Je dirais que nous sommes en effet très chanceuxses. Cela me rassure, et m’apaise un peu. Je me sens cependant anxieuxse à propos de certaines choses. Qu’en est-il de tout ce dont nous n’avons pas discuté ? Comme nos pires défauts, ou tous les petits problèmes qui pourraient ruiner une relation ? Toutes les choses qu’on refuserait catégoriquement ? Je sais que ce n’est pas quelque chose de facile à faire, mais peut-être qu’on devrait lister ce qui pourrait vraiment s’avérer problématique chez nous, pour l’autre ? En dehors de ce qu’on a déjà abordé, je veux dire. Tu crois qu’on pourrait faire ça ?

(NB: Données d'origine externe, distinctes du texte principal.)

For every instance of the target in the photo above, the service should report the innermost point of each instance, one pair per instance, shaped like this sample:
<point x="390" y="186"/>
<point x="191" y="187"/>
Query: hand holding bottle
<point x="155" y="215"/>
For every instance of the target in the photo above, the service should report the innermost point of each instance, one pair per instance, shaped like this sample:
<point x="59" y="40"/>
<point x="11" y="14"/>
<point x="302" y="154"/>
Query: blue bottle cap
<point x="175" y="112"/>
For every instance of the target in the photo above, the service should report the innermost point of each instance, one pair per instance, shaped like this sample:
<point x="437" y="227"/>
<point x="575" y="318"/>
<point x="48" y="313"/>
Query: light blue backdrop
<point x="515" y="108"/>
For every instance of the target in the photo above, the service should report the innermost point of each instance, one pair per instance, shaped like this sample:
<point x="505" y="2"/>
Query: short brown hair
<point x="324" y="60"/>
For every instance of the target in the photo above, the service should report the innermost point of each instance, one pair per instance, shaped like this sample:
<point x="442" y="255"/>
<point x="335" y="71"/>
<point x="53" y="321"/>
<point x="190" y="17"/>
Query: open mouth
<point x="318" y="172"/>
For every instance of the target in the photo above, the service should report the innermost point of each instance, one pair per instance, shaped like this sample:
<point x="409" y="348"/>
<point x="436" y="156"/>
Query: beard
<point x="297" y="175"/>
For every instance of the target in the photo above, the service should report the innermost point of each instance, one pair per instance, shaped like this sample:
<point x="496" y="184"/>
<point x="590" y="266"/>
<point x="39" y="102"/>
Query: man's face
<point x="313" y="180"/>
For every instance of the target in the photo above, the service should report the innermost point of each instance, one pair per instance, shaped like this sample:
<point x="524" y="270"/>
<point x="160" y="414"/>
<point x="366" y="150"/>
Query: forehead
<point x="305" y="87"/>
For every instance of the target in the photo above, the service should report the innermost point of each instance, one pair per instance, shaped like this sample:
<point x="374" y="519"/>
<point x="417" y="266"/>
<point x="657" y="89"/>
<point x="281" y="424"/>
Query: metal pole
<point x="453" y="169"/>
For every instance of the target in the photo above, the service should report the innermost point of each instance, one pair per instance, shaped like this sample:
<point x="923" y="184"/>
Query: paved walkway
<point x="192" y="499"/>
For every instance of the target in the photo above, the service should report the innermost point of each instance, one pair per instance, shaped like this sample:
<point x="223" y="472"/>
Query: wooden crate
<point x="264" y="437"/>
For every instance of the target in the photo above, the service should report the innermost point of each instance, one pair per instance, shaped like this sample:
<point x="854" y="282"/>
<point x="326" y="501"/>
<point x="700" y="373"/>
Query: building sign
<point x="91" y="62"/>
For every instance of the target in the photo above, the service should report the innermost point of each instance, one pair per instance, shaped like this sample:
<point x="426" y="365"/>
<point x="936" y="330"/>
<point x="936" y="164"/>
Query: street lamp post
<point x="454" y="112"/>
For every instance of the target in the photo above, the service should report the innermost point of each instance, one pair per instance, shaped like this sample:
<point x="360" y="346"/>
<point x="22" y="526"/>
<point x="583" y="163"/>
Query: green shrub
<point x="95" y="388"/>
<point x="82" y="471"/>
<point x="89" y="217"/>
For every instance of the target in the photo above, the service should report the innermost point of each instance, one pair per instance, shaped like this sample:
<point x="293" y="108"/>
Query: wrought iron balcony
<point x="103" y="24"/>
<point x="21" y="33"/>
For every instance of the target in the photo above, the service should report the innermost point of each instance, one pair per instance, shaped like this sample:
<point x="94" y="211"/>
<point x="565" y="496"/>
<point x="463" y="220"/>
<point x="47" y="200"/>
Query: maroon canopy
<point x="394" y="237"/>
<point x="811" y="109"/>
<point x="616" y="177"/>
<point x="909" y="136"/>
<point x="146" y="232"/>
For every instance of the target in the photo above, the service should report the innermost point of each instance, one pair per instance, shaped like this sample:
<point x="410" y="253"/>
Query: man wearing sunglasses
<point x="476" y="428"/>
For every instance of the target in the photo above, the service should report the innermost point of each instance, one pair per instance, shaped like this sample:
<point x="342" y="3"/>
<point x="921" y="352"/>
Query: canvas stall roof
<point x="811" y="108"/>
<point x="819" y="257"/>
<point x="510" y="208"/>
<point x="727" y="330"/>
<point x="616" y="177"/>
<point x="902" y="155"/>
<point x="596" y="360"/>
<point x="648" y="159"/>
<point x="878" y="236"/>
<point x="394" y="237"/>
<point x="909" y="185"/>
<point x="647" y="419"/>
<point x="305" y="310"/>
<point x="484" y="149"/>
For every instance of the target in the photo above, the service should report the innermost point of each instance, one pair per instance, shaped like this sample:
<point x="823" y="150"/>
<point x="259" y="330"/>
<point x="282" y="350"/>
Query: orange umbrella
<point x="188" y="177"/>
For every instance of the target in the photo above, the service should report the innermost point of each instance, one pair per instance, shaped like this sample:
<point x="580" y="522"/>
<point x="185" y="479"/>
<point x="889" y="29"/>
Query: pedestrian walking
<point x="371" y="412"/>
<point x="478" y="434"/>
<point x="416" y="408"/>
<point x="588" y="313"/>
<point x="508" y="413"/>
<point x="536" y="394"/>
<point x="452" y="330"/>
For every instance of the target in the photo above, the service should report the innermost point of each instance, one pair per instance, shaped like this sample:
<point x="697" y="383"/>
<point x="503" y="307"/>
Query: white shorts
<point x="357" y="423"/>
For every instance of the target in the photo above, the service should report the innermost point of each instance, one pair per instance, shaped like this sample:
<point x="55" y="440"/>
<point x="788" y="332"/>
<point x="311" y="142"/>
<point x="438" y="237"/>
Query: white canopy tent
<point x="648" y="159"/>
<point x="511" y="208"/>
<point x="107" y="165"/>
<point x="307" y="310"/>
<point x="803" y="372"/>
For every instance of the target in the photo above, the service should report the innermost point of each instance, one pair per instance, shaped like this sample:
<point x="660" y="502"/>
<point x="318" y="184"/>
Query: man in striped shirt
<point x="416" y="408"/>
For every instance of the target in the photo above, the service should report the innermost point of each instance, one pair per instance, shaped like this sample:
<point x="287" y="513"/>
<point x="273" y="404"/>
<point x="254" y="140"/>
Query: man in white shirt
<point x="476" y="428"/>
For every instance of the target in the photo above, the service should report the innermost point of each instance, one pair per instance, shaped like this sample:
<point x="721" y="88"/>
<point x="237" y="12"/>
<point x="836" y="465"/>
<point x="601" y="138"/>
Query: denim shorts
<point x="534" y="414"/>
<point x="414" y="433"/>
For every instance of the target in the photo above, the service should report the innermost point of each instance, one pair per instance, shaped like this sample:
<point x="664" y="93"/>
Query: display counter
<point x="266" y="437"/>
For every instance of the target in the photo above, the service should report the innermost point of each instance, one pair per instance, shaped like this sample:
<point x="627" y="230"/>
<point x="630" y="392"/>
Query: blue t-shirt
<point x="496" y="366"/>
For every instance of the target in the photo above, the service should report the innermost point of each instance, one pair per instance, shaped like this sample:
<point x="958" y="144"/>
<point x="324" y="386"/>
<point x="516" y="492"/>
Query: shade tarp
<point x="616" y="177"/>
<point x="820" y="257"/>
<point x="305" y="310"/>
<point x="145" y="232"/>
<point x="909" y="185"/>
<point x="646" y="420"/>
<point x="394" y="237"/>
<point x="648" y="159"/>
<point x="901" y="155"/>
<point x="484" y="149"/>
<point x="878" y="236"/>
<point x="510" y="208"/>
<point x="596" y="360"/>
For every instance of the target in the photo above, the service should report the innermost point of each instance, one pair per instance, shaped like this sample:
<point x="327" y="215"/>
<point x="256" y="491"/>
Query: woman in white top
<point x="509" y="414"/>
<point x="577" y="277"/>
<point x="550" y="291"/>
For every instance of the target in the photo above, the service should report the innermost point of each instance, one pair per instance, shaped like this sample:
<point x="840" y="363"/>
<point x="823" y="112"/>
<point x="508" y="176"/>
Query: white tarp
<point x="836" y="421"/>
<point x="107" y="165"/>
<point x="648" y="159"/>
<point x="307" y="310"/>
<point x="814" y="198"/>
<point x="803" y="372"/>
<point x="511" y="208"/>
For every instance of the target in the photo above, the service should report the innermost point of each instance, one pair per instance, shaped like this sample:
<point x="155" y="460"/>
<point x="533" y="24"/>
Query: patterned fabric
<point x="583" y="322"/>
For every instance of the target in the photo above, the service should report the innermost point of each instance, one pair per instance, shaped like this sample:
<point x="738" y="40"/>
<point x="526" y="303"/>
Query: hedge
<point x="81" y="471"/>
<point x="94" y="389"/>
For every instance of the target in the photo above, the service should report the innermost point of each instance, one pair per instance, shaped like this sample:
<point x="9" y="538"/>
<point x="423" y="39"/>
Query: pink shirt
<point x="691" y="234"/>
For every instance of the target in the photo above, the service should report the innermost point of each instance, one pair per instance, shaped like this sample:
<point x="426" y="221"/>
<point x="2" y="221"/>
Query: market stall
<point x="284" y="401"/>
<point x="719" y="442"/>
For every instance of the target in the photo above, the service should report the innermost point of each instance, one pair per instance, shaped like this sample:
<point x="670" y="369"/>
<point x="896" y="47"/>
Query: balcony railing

Sa réponse n’arrive pas tout de suite, et tu as le temps de terminer ta vaisselle. Tu te demandes si cette question dépassait les bornes. Après tout, tu ne peux pas tout contrôler et espérer que ton anxiété disparaisse. Tu devras composer avec certains imprévus.
Cela risque d’être difficile, mais nous pouvons faire cela. Je te promets de répondre honnêtement, sans rien omettre, mais j’ai besoin de temps. Je pense que l’exercice sera anxiogène pour moi. Laissons-nous jusqu’à… la fin de la semaine ? Cela te conviendrait ? Nous pouvons toujours discuter d’autres choses durant l’intervalle, si tu le désires. J’en serai personnellement ravi.
Tu soupires de soulagement dans ta cuisine. Pour toi non plus, ce ne sera pas un exercice facile. Mais peut-être que cela permettra de percevoir rapidement si la relation est vouée à l’échec. Tu apprécies les efforts qu’il fournit pour toi.
Merci. Cela signifie beaucoup pour moi que tu sois prêt à m’accorder cette requête, même si c’est désagréable. Ça ne va pas être facile pour moi non plus. La fin de la semaine me paraît bien, mais dis-moi si tu as besoin de plus de temps. Discutons de tout un tas de choses en attendant, comme avant ! Cela me ferait plaisir aussi.